On retrouve aussi la teinte d’ironie et la plume unique qui fait parfois sourire malgré la lourdeur du propos. C’est le cas sur la pièce-titre ainsi que sur Kick the Bride Down the Aisle. Il est fascinant de voir comment Morrissey peut manier les mots de manière à faire paraitre sympathiques et entraînants des propos qui pourraient autrement sembler offensants.

Le militant de la cause vegan aborde encore le sujet de la cause animale sur The Bullfighter Dies où il raconte préférer voir le toréador mourir plutôt que de s’attaquer à un animal innocent qui n’a pas demandé à être là.

D’ailleurs, sans se lancer dans les analyses profondes, la pochette de l’album semble représenter l’état actuel de Moz à la perfection. On le voit seul, avec un animal, crayon à la main. Derrière lui, on peut apercevoir une bicyclette d’une autre époque représentant probablement son goût pour les poèmes et œuvres littéraires anciennes.

Musicalement, le tout est très bien orchestré. La voix de Morrissey est intacte et livre avec autant d’émotions qu’avant les paroles qui coulent de son stylo. Le band qui le supporte sait ce qu’il a à faire: créer une trame de fond inspirante qui élève les chansons de Morrissey sans prendre toute la place. Parmi ceux-ci, le guitariste Jesse Tobias, le bassiste Solomon Walker et le batteur Matt Walker démontrent l’étendue de leur talent. C’est principalement le cas de Boz Boorer, qui compose pour Moz depuis 1991 et agit à titre de directeur musical sur cet album.

La production de Joe Chiccarelli est à mentionner. Celui-ci met des sons, bruits et trames un peu partout sur cet opus et il ajuste les instruments et la voix de manière ingénieuse. Il amène à cet album la modernité pour le rendre rafraichissant.

Quelque chose manque cependant à World Peace Is None of Your Business. On n’y retrouve pas de gros single entrainant qui marquait généralement les meilleurs albums de Moz. Sur ce disque, il n’y a pas de pièce super catchy qui donne le goût de chanter comme Everyday Is Like Sunday ou When Hate It When Our Friends Become Succesful. Il faut dire également que ceux qui apprécient les grands arrangements et des propos plus joyeux risquent de rester sur leur faim.

Somme toute, ce 10e album de Morrissey fait du bien malgré la lourdeur de son contenu.
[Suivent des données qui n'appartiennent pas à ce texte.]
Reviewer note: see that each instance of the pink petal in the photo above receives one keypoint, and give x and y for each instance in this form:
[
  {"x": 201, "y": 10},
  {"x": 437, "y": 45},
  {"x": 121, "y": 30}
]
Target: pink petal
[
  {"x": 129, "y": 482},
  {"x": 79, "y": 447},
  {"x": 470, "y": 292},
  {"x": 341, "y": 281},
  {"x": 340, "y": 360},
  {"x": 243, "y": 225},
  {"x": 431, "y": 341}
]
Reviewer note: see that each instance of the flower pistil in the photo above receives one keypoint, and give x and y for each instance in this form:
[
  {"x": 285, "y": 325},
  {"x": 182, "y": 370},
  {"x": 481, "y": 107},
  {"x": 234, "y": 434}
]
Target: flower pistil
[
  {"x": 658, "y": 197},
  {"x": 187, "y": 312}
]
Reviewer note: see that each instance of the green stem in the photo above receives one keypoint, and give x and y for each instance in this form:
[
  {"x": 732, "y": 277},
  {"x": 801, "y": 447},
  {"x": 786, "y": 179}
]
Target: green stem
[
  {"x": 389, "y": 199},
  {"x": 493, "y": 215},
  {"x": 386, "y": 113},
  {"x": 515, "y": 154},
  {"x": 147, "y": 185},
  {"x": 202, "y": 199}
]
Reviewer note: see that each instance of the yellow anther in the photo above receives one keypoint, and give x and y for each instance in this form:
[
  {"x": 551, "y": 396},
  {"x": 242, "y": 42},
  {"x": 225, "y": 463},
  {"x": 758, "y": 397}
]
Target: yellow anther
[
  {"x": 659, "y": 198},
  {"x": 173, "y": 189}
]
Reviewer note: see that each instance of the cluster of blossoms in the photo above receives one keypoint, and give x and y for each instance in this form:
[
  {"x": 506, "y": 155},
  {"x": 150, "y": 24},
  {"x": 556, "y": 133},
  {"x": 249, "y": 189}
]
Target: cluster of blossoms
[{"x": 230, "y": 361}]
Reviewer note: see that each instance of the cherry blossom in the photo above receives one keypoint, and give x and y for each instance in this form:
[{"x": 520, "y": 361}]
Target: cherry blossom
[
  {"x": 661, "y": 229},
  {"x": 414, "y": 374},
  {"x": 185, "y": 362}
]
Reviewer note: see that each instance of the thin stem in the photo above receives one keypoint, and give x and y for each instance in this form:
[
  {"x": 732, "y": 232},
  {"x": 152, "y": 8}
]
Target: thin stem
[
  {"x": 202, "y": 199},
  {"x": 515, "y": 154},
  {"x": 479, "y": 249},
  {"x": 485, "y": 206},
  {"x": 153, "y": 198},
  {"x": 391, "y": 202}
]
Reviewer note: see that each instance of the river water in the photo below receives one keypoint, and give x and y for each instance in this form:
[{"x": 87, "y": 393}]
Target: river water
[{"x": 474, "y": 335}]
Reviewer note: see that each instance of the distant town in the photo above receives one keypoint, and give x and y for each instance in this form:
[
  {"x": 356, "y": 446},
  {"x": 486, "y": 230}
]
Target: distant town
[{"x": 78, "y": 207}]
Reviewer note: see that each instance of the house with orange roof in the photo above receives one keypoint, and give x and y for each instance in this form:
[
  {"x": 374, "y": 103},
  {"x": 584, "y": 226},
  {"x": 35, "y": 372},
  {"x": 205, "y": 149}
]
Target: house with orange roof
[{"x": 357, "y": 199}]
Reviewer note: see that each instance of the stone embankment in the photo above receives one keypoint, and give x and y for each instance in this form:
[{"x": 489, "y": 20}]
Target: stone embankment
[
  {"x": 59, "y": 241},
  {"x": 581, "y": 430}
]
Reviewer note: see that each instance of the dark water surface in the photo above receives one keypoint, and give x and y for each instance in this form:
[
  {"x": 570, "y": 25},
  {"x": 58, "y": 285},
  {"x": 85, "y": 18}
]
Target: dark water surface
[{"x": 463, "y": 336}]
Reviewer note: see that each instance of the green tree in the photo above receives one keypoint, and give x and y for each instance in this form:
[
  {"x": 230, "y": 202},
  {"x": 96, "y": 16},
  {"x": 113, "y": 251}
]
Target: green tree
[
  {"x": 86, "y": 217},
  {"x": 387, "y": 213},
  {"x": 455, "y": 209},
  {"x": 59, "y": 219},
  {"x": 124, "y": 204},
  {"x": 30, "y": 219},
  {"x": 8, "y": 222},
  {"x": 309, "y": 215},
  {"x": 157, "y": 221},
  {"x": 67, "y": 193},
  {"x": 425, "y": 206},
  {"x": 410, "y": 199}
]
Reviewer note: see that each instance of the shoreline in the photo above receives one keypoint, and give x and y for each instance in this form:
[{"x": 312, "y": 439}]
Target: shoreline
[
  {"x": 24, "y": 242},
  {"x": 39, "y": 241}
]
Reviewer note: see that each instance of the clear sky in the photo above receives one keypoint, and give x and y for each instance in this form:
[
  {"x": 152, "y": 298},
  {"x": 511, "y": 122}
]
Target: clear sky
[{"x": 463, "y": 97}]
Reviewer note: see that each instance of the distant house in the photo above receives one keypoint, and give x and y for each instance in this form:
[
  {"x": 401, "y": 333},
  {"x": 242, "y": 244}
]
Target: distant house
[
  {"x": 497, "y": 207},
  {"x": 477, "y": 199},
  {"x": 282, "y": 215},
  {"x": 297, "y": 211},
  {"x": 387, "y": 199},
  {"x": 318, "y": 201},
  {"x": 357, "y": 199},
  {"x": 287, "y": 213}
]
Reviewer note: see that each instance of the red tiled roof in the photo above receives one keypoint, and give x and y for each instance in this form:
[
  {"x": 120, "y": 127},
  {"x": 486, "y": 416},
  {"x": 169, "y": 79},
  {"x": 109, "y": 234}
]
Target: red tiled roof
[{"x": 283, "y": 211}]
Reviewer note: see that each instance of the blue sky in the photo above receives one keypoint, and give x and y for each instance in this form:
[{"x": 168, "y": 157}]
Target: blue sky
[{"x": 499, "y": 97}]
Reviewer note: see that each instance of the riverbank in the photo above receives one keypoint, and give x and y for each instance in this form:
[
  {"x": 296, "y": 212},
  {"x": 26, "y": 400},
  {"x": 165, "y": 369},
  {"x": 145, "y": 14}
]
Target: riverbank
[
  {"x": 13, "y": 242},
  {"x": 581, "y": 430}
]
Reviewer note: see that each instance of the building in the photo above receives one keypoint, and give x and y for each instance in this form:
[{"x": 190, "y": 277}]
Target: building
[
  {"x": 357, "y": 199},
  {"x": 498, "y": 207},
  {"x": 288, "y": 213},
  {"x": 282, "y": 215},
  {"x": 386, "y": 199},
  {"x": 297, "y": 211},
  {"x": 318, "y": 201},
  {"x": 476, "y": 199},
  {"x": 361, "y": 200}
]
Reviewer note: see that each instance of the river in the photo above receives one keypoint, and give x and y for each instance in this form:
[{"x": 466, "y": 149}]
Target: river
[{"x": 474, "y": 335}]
C’est comme renouer avec un vieil ami et le retrouver intact, comme dans nos bons souvenirs. Sa poésie et sa plume unique font du bien dans un paysage où les paroles sont souvent délaissées au profit de la musique. Pas que ce soit une mauvaise chose en soi, mais l’approche différente de cette icône indie offre une perspective différente dans la musique populaire et elle fait du bien. Malgré ses ennuis de santé récents, on retrouve ici un Moz en pleine possession de ses moyens et toujours aussi percutant. L’étoile continue de briller.